Решите систему уравнений: 4x^2+y^2=13; xy=-3.

\[\left\{ \begin{matrix} 4x^{2} + y^{2} = 13\ \\ xy = - 3\ \ \ \ \ \ | \cdot 4 \\ \end{matrix}\text{\ \ \ \ \ } \right.\ \]

\[\left\{ \begin{matrix} 4x^{2} + y^{2} = 13 \\ 4xy = - 12\ \ \ \ \ \\ \end{matrix}( + ) \right.\ \text{\ \ }\]

\[\left\{ \begin{matrix} 4x^{2} + 4xy + y^{2} = 1 \\ xy = - 3\ \ \ \ \ \ \ \ \ \ \ \ \ \ \ \ \ \ \ \ \ \ \\ \end{matrix} \right.\ \]

\[\left\{ \begin{matrix} (2x + y)^{2} = 1 \\ xy = - 3\ \ \ \ \ \ \ \ \ \\ \end{matrix} \right.\ \]
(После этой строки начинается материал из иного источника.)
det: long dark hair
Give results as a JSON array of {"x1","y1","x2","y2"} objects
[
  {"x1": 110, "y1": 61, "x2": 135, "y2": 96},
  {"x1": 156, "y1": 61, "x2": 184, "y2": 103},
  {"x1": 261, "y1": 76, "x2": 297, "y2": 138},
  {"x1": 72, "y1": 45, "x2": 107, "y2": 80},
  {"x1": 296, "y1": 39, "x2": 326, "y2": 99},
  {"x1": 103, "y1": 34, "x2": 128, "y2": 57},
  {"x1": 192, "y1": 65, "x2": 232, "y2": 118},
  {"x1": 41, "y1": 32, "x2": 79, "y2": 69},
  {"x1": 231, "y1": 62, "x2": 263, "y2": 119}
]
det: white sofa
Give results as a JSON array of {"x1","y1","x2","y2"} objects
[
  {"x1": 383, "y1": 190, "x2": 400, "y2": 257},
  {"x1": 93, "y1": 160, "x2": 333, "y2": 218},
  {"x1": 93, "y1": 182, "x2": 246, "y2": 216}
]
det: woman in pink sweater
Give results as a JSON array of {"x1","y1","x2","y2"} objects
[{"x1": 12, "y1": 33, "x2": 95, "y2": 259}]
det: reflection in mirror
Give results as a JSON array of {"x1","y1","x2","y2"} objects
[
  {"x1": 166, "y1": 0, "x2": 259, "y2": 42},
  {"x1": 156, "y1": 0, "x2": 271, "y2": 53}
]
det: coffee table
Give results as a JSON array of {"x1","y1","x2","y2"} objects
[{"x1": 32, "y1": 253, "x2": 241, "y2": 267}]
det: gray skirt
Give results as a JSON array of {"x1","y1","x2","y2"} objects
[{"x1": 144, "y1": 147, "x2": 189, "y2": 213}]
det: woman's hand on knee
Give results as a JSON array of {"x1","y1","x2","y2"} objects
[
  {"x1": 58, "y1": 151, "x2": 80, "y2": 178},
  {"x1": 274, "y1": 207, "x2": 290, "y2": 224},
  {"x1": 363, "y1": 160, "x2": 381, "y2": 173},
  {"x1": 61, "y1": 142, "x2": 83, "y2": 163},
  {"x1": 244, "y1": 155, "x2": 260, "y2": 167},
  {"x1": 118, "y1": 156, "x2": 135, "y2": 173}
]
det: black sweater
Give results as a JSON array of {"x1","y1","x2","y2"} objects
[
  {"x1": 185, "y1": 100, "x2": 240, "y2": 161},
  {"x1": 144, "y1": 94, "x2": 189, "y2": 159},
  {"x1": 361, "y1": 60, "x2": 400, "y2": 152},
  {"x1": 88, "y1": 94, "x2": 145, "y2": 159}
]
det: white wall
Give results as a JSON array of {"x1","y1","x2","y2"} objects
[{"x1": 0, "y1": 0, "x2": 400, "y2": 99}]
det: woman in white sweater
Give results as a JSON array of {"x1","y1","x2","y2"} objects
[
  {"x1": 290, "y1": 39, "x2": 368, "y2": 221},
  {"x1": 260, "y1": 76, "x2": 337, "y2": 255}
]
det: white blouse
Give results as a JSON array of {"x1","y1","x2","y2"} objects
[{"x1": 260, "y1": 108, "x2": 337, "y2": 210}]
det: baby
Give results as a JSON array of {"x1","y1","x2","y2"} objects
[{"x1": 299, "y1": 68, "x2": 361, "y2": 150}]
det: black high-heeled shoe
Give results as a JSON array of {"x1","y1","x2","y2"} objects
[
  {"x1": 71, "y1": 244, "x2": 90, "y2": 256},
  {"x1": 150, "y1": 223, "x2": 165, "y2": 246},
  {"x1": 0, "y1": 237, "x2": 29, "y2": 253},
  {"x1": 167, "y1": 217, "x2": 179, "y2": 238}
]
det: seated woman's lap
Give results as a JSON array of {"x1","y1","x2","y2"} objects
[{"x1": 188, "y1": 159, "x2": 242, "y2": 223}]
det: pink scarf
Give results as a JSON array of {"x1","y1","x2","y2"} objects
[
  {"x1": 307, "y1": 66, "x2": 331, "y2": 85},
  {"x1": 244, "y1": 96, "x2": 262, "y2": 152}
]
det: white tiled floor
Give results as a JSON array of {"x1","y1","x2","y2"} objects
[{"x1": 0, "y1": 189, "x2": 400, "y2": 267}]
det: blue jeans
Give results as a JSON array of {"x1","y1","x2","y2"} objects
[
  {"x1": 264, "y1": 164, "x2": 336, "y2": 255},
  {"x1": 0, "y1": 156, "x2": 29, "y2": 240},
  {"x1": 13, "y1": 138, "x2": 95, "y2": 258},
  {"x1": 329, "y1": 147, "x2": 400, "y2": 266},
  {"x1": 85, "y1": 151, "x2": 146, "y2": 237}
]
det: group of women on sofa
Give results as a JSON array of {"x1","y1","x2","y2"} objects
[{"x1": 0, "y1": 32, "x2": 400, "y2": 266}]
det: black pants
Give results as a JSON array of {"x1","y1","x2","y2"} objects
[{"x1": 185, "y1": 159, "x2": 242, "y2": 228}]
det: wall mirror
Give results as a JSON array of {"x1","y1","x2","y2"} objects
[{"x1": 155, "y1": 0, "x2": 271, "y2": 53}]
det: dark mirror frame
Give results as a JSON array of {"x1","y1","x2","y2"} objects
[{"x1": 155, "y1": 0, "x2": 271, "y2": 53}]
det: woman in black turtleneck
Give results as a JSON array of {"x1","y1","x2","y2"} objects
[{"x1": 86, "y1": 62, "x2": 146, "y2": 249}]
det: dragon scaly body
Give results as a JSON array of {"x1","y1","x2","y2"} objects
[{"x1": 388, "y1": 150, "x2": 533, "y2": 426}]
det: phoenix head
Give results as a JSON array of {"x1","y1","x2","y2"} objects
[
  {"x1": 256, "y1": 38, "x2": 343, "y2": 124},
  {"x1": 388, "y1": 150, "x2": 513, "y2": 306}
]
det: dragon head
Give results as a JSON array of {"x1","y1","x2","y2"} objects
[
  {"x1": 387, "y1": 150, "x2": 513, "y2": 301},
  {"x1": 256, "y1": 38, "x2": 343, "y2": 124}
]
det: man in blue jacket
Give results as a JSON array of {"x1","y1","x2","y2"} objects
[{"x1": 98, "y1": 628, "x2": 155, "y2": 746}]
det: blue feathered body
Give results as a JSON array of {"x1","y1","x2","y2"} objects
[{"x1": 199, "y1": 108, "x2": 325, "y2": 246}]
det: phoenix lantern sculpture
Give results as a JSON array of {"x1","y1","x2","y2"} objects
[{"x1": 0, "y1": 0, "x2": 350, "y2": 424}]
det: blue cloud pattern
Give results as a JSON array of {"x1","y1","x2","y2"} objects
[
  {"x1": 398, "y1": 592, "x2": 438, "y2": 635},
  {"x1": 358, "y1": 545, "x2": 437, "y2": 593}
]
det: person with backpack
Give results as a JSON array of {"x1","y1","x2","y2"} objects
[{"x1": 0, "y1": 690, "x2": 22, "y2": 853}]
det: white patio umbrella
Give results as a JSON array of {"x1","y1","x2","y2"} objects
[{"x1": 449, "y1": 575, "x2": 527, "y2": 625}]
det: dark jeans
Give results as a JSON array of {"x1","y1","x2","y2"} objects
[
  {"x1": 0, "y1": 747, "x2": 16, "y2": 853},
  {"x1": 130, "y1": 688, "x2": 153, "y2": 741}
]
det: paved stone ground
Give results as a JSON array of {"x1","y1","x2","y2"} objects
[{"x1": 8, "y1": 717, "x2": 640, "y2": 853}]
\[1)\ \left\{ \begin{matrix} 2x + y = 1 \\ xy = - 3\ \ \ \ \\ \end{matrix}\text{\ \ \ \ } \right.\ \]

\[\left\{ \begin{matrix} y = 1 - 2x\ \ \ \ \ \ \ \ \ \ \ \\ x(1 - 2x) = - 3 \\ \end{matrix}\text{\ \ \ \ \ \ } \right.\ \]

\[\left\{ \begin{matrix} y = 1 - 2x\ \ \ \ \ \ \ \ \ \\ x - 2x^{2} + 3 = 0 \\ \end{matrix} \right.\ \]

\[- 2x^{2} + x + 3 = 0\]

\[D = 1 + 24 = 25\ \ \]

\[x_{1} = \frac{- 1 + 5}{- 4} = - 1,\ \ \]

\[x_{2} = \frac{- 1 - 5}{- 4} = 1,5\]

\[\left\{ \begin{matrix} x = - 1 \\ y = 3\ \ \ \\ \end{matrix}\ \ \ \ \ или\ \right.\ \text{\ \ \ \ \ \ \ }\left\{ \begin{matrix} x = 1,5 \\ y = - 2 \\ \end{matrix} \right.\ \]

\[2)\ \left\{ \begin{matrix} 2x + y = - 1 \\ xy = - 3\ \ \ \ \ \ \ \\ \end{matrix}\text{\ \ \ \ \ } \right.\ \]

\[\left\{ \begin{matrix} y = - 1 - 2x\ \ \ \ \ \ \ \ \ \ \ \ \ \\ x( - 1 - 2x) + 3 = 0 \\ \end{matrix}\text{\ \ \ \ } \right.\ \ \]

\[\left\{ \begin{matrix} y = - 1 - 2x\ \ \ \ \ \ \ \\ - x - 2x^{2} + 3 = 0 \\ \end{matrix} \right.\ \]

\[- 2x^{2} - x + 3 = 0\]

\[D = 1 + 24 = 25\ \]

\[x_{1} = \frac{1 + 5}{- 4} = - 1,5,\ \ \]

\[x_{2} = \frac{1 - 5}{- 4} = 1\]

\[\left\{ \begin{matrix} x = 1\ \ \ \\ y = - 3 \\ \end{matrix}\ \ \ \ \ \ \ \ \ или\ \right.\ \text{\ \ \ \ \ \ \ \ }\left\{ \begin{matrix} x = - 1,5 \\ y = 2\ \ \ \ \ \ \\ \end{matrix} \right.\ \]

\[Ответ:( - 1;3);\ (1,5;\ - 2);\]

\[(1;\ - 3);\ ( - 1,5;\ 2).\]